Das Vergaberecht befasst sich eigentlich nur mit der Frage, WIE beschafft werden soll, nicht aber mit der Frage, WAS. Allerdings muss die zu beschaffende Leistung „neutral“ beschrieben sein und darf nicht ein bestimmtes Produkt betreffen. Nur in Ausnahmefällen kann ein öffentlicher Auftraggeber hiervon abweichen, will er sich nicht dem Vorwurf der Diskriminierung aussetzen.

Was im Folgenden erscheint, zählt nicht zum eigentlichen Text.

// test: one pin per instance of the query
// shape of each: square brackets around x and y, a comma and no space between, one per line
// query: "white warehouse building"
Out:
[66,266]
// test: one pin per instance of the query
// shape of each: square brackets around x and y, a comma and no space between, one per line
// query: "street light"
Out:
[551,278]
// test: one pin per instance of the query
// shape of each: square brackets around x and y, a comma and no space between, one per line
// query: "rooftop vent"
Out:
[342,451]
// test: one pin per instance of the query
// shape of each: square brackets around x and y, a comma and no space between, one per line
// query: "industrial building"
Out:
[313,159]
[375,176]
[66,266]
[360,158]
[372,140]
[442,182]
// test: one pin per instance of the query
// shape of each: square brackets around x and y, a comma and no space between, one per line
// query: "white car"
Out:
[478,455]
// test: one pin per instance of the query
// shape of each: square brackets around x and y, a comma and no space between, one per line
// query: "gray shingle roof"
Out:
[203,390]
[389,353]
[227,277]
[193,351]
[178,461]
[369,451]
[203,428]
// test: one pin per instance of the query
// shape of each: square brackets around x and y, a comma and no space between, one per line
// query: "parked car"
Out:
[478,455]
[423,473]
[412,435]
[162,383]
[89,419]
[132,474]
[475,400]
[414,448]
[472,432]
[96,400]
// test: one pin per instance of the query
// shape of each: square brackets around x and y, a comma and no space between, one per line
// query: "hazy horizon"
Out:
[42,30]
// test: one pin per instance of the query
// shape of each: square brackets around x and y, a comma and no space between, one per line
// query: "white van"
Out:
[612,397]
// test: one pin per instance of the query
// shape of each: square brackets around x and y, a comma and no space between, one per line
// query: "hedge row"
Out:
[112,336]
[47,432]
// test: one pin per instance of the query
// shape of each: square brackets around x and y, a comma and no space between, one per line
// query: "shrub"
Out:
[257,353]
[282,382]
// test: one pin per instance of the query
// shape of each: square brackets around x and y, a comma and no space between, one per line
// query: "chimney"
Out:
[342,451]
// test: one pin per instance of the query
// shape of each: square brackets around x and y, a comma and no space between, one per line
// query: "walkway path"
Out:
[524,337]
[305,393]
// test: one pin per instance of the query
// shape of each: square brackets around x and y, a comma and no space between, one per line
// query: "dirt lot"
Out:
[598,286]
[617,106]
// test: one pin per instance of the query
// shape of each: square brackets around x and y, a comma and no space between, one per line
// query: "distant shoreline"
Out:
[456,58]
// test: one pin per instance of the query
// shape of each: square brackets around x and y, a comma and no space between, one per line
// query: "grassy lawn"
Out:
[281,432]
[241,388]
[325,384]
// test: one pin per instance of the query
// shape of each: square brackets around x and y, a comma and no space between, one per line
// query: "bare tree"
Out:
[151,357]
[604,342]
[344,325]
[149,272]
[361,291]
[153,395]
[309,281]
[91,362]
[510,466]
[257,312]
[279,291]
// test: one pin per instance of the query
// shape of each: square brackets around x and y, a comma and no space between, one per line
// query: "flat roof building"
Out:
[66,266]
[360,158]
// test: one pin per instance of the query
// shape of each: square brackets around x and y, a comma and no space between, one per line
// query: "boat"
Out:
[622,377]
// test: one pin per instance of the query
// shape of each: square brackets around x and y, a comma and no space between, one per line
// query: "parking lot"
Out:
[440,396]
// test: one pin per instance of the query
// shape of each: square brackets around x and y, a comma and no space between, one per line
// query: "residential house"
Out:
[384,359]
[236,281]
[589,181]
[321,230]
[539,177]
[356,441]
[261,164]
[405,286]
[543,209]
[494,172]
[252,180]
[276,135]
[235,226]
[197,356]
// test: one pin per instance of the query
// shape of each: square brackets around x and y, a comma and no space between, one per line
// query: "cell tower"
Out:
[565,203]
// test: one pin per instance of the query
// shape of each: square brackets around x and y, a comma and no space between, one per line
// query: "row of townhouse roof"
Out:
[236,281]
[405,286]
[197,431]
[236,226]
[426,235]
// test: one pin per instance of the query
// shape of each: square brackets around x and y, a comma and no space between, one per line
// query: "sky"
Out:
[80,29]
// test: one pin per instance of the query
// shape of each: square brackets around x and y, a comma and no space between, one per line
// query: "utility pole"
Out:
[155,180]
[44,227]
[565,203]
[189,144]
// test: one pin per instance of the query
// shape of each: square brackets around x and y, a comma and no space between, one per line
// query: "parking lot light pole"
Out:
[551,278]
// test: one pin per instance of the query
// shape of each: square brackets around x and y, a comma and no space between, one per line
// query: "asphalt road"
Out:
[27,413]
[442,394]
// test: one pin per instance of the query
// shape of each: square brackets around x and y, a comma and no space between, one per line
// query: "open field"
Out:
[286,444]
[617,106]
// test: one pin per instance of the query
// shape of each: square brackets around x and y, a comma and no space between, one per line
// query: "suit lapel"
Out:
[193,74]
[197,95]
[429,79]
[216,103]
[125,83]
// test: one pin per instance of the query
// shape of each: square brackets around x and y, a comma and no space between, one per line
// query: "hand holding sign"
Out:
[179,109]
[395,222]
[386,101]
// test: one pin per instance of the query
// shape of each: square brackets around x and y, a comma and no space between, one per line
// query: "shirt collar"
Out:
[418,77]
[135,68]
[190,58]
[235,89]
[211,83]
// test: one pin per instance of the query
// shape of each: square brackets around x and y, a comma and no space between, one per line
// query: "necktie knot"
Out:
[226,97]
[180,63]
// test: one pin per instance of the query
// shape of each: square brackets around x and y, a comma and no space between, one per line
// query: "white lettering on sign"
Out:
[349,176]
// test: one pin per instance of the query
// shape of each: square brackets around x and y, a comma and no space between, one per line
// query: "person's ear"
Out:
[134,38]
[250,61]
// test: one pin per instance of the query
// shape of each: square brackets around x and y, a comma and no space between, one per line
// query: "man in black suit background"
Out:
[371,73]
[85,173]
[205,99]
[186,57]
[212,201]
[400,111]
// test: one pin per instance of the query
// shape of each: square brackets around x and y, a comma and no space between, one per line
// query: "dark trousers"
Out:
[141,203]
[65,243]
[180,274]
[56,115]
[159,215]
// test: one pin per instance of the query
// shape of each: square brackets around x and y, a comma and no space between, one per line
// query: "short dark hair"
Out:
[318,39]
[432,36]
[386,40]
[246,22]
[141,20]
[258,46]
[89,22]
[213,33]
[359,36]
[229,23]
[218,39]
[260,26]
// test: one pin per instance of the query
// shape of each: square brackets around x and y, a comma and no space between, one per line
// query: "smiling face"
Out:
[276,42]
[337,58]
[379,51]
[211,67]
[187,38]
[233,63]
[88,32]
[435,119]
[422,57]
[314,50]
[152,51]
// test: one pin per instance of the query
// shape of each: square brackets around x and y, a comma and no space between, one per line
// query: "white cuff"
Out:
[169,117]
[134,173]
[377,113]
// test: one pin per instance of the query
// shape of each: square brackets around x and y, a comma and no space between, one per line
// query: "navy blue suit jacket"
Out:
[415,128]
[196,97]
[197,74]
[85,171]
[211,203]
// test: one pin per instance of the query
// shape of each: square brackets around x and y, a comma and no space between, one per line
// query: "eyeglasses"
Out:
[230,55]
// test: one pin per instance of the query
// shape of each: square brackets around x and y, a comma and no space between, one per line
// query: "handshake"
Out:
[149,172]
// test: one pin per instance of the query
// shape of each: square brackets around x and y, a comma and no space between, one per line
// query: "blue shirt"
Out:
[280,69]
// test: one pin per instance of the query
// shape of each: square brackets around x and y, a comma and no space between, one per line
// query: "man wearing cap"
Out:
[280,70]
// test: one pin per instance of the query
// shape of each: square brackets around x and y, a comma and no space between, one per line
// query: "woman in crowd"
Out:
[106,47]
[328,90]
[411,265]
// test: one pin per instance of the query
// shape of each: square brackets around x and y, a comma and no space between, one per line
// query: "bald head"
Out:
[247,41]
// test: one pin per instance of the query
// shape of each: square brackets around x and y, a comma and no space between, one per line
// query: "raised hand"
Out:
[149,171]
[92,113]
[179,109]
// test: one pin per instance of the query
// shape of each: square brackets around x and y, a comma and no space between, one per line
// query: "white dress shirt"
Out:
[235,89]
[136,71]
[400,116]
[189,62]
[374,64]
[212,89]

Das Vergaberecht ist Verfahrensrecht. Es regelt, in welchem Verfahren die öffentliche Hand Leistungen beschafft. Die Frage, was die öffentliche Hand beschafft, also „einkauft“, regelt das Vergaberecht dem Grunde nach nicht. Der öffentliche Auftraggeber ist grundsätzlich frei darin, was er beschaffen will. Das Vergaberecht ist aber auch Wettbewerbsrecht und verbietet zum Schutz des Wettbewerbs die Bevorzugung einzelner Unternehmen. Aus diesem Grund finden sich verschiedene vergaberechtliche Regelungen, die bestimmen, dass der öffentliche Auftraggeber produktneutral vergeben muss. Das heißt, er darf nicht einfach einen Markennamen oder ein Produkt verwenden, sondern muss die zu beschaffende Leistung neutral beschreiben. Entsprechende Regelungen finden sich z.B. in § 31 Abs. 6 VgV oder in § 7 Abs. 2 VOB/A-EU.

 

Nach diesen Regelungen darf zur Beschreibung des Auftragsgegenstandes „nicht auf eine bestimmte Produktion oder Herkunft oder ein besonderes Verfahren, das die von einem bestimmten Unternehmen bereitgestellten Produkte charakterisiert, oder auf Marken, Patente, Typen oder einen bestimmten Ursprung oder eine bestimmte Produktion verwiesen werden, wenn dadurch bestimmte Unternehmen oder bestimmte Produkte begünstigt oder ausgeschlossen werden“. Eine „produktscharfe Ausschreibung“ kann aber zulässig sein, wenn sie durch den Auftragsgegenstand gerechtfertigt ist. Wann das der Fall ist, hängt von den Umständen des Einzelfalls ab.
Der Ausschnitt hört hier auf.